Bot managers essentially enable us to filter which bots are allowed to access our website’s resources: allowing beneficial bots to access our sites while mitigating (or fully blocking) activities from malicious and/or unwanted bots.

When malicious bots are allowed to access our site, they can overload your server, slowing or denying your service for legitimate users while also causing various potential damages such as:

  • Web/content scraping: stealing hidden/unauthorized information and publish it to your competitors and/or to the public, as well as posting the content on another website to disrupt your SEO performance.
  • Spam: posting spam links on your comment section, polluting your data, and creating a bad customer experience with potentially fraudulent content.
  • Brute force: ‘guessing’ your password/username by trying all the possible combinations rapidly.
  • Credential stuffing: using stolen credentials on your system to attempt account takeovers.
  • Inventory hoarding: ‘buying’ and locking your inventory, blocking legitimate buyers from purchasing your eCommerce product

How Bot Manager Works

While there are various different methods and techniques that have been invented to effectively detect and manage bots, generally they can be categorized into just three major approaches:

  • Challenge-based: the bot is filtered by ‘challenging’ the bot with a test that is difficult for automated programs to solve, but is relatively easy for human users to solve. CAPTCHA is the most common form of challenge-based bot management technique, but there are also other methods we can use. With the presence of CAPTCHA farms, however, challenge-based bot mitigations are becoming less and less effective.
  • Fingerprinting-based: in this approach, the bot manager analyzes incoming traffic to look for ‘fingerprints’ that might signify the presence of malicious bots like blacklisted IP address, headless browser, inconsistent OS usage, and so on. The weakness of this approach is that it can only identify ‘known’ fingerprints, so sophisticated hackers that are careful with disguising the bot’s fingerprints with reputable ones can get around this approach.
  • Behavioral-based: in this approach, the bot manager analyzes the behavior of the traffic and detects anomalies, scoring every request generated from the traffic by how different it is from the ‘baseline’. This approach is often combined with AI and machine-learning technologies to create a reliable bot score for every request.

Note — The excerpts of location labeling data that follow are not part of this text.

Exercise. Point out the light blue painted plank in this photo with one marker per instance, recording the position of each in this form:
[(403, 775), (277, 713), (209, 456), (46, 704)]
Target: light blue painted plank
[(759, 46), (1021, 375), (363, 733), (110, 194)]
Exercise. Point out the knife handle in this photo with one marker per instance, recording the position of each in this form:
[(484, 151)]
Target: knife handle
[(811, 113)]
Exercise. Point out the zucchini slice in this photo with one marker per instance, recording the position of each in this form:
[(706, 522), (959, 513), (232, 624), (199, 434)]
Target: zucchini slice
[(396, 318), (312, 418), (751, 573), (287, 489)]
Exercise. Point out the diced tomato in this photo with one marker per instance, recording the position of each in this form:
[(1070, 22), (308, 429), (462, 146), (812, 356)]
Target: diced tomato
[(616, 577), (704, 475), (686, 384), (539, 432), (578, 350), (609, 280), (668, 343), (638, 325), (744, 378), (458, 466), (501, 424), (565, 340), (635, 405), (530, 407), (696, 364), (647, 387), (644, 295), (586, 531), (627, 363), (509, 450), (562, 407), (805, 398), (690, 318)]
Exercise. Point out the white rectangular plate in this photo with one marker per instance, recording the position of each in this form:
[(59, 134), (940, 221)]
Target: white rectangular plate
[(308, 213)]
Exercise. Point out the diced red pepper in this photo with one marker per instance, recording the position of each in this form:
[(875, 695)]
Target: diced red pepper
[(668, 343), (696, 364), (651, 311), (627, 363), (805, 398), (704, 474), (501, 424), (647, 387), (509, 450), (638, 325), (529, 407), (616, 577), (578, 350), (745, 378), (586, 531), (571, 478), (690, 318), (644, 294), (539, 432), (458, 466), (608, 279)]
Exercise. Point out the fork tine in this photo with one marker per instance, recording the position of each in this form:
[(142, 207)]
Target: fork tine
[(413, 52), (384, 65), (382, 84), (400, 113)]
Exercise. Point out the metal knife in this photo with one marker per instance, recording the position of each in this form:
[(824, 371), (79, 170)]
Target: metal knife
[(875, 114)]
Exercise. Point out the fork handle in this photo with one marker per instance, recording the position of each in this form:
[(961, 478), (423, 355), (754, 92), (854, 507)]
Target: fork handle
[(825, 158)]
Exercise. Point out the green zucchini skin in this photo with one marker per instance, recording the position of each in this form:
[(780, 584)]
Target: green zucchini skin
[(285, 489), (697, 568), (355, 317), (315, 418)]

With how bots are becoming more sophisticated and are now using AI-based technologies to impersonate legitimate traffic, a behavioral-based bot detection and protection software like DataDome is now preferred so it can effectively differentiate good bots from bad bots in real-time, and block the malicious bot activities accordingly.


A good bot manager must be able to:

  • Properly differentiate good bots from malicious bots
  • Properly differentiate bot traffic from legitimate human users
  • Decide whether to block the incoming traffic or implement rate-limiting or other approaches as needed
  • Challenge the traffic via CAPTCHA, JavaScript, and other methods
  • Filter bot traffic based on fingerprint reputation (IP address whitelist, browser used, OS used, etc. )

With how to bot activities are increasingly becoming more and more dangerous and much more difficult to manage, a proper bot manager is now a necessity for any business with an online presence.